Prospect of city impoverishment undoes its button-down mayor

MICHAEL OLESKER

October 13, 1991|By MICHAEL OLESKER

The mayor of Baltimore has passion in his voice, which is unexpected. This is a man who wears cool as a constant cover. Whatever emotions he's going through, whatever fires may burn inside, Kurt L. Schmoke has kept them to himself until now.

The governor snubs him? The mayor keeps his anger under wraps. His political foes slap him? The mayor shows them little but respect. The city flirts with disaster? The mayor keeps his emotions as buttoned-down as his wardrobe.

But last Tuesday, at a polite reception on North Avenue, the words unexpectedly began bursting out of him. These cuts in Annapolis, the mayor said. This insensitivity in Washington. People didn't understand the pain that would come: the end of preschool programs, the end of health programs, the end of libraries in The City That Reads.

''I've never heard him that emotional,'' said one city official. ''He was really fired up, really upset. The words just poured from him. And, to tell you the truth, it was inspirational. It's good to see him let go. He seemed a little embarrassed when he was finished, but he shouldn't have. He has to understand that people need to see that emotion.''

In Carroll Park the next day, the mayor took off his glasses and rubbed his eyes. He struggled to keep from crying in public. The city cannot survive this way, he told marchers as he sent them off to yesterday's Save Our Cities demonstration in Washington.

The nice man in the White House must begin to pay some attention to urban America, or urban America will not survive. And yet, even as his passion surfaces, Schmoke knows that urban America has now reached a turning point from which it cannot go back.

''The cities,'' the mayor said late in the week, ''are treated like an unwanted relative in the national family.
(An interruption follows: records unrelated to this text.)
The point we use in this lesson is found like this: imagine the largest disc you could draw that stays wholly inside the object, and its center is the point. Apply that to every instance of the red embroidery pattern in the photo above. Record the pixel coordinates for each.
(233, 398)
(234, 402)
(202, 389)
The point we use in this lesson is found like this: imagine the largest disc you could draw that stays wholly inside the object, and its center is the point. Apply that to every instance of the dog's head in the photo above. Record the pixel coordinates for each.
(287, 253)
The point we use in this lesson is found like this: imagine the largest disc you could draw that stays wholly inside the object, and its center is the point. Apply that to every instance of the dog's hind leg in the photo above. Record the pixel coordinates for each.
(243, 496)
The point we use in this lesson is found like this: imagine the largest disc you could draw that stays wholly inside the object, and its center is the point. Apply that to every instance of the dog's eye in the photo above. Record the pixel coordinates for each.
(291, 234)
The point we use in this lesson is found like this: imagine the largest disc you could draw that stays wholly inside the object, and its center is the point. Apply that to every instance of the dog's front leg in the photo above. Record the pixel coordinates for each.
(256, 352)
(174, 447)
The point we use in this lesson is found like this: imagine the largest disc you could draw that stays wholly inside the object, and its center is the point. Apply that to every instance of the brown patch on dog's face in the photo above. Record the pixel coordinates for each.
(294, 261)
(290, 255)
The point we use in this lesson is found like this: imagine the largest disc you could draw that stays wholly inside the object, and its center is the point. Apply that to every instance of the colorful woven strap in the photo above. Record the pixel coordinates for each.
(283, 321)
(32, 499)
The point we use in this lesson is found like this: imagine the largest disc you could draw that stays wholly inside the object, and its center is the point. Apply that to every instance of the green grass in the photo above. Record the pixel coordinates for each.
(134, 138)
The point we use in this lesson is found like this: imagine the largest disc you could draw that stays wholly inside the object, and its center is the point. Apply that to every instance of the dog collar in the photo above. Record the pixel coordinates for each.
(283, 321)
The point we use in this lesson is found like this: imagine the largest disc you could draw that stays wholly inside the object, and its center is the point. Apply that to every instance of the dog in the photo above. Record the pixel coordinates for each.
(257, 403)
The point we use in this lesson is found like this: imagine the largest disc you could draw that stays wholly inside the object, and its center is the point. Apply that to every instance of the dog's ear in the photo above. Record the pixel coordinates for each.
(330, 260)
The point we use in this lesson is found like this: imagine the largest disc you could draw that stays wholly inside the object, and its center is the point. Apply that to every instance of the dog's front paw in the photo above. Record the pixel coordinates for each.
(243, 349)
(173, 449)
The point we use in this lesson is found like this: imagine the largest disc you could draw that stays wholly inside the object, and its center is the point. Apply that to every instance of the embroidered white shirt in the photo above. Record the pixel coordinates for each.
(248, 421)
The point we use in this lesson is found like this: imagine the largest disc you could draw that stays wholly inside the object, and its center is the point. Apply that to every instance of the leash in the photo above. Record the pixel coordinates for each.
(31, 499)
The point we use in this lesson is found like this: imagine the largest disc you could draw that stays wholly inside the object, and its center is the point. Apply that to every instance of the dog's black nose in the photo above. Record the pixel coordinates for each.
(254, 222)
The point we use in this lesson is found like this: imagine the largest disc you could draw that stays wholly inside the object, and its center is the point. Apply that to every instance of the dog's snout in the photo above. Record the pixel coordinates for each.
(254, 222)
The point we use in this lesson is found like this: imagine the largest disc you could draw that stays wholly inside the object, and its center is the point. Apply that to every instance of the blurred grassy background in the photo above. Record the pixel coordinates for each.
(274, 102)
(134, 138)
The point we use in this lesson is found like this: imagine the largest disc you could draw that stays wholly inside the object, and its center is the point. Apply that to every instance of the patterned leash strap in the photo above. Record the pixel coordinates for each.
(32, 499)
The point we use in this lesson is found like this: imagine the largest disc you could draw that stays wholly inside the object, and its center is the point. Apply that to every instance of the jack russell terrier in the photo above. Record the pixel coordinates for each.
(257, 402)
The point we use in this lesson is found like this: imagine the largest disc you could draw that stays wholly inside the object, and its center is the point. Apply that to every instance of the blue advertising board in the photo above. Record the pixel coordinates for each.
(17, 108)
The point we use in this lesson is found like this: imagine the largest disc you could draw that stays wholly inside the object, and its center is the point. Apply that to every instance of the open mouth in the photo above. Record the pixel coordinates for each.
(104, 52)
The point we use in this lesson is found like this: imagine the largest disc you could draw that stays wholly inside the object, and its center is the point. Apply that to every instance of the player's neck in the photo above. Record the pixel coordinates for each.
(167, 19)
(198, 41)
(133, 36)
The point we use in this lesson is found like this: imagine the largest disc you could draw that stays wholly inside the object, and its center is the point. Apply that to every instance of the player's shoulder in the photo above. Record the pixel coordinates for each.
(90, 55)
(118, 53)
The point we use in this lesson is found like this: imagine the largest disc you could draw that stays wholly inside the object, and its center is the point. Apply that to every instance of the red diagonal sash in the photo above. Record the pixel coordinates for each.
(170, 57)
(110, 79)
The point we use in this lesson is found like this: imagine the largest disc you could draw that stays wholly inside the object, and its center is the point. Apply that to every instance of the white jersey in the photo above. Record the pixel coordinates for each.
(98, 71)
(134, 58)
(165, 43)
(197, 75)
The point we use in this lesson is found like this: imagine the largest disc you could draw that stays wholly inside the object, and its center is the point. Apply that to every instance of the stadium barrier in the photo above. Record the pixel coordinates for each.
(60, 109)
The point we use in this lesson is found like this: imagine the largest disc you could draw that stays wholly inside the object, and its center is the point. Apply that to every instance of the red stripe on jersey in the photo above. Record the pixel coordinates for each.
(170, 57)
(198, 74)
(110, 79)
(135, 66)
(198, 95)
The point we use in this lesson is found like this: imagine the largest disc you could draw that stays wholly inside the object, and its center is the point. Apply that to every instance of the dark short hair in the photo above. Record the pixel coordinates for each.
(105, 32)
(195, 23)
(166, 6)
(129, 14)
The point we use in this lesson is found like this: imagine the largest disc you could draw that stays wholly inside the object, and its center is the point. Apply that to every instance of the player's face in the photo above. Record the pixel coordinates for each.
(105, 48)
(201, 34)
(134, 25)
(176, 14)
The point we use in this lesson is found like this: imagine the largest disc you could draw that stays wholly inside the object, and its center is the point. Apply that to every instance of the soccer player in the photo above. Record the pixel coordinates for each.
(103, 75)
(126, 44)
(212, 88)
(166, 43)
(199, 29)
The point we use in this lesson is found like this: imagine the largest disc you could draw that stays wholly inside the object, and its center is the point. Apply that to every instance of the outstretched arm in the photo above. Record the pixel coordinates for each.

That's what we all want to tell the president. We have to get help. But I know that we're not going to get the help we need. We're not going to turn back the clock.''

There is resignation in his voice now instead of passion. His veil of cool has returned for the moment. He's riding in a car between Washington and Annapolis, beneath the shadow of a White House that turns its back on cities and a state government now discovering massive problems of its own while Washington shrugs.

''We're not going to see another War on Poverty,'' the mayor says. ''I think there will be some response out of Washington, but it won't be a massive investment. Not any more. They'll pick their areas now, and that will be that.''

In a decade, direct federal aid to Baltimore has dropped, in constant 1980 dollars, from $199 million to $61 million. It's been a Republican decade. In sheer political terms, Ronald Reagan and George Bush understood that their strength was not in the cities. So turning their backs on those cities cost them exactly nothing in votes.

But it's an act of self-destruction. A decade ago, this city was celebrating its own rebirth. The infusion of federal money had helped rebuild downtown, helped bring neighborhoods back from the grave. Doesn't anyone in Washington understand the glow which burned from that, which spread across the state? Doesn't anyone understand that 10 years of neglect now move cities like Baltimore back to the edge of the grave?

''We're not the president's constituency, I guess,'' Schmoke says now. ''His votes aren't here. My gut feeling is that we're an extremely low priority to him, because of politics. And that's terribly frustrating. European countries get money, and we get frustration.''

The frustration is beginning to show on the mayor, but he's a little uneasy talking about it. Yes, he says, he was pretty emotional in Carroll Park. He kept thinking about the pain that is coming.

''But,'' he says, ''I was tired, too.''

He's rationalizing his public show of passion, and therefore missing the point. This is the time for anger, not for veils of cool. The time for politeness is past. Battles for power are waged not only along moral lines, but over which sides makes the most convincing pitch to mass media.

That's why yesterday's Save Our Cities march was so important. Others, involving more cities, are to follow. The idea isn't merely to make a case to the man in the White House. He already knows the case, but chooses to ignore it.

The idea is to embarrass him, to make the case for people across America opening their newspapers and turning on their television sets: It's worse in the cities than they know. It's getting dangerous here, and the danger can only spread outward.

''We have to cut 14 library branches,'' Schmoke said, as his car sped between Washington and Annapolis. ''That pains me, in The City That Reads. I've already had to cut 2,000 positions in city government in the last three years. That's the direction we're heading.''

The words emerge in calm and measured tones, an echo of the mayor we've heard for four years. But maybe it's only a pause. Maybe it's a new mayor emerging now: one with his anger on his sleeve, his passions out in public, a man who understand the emotions of the job along with the gray, administrative side of it.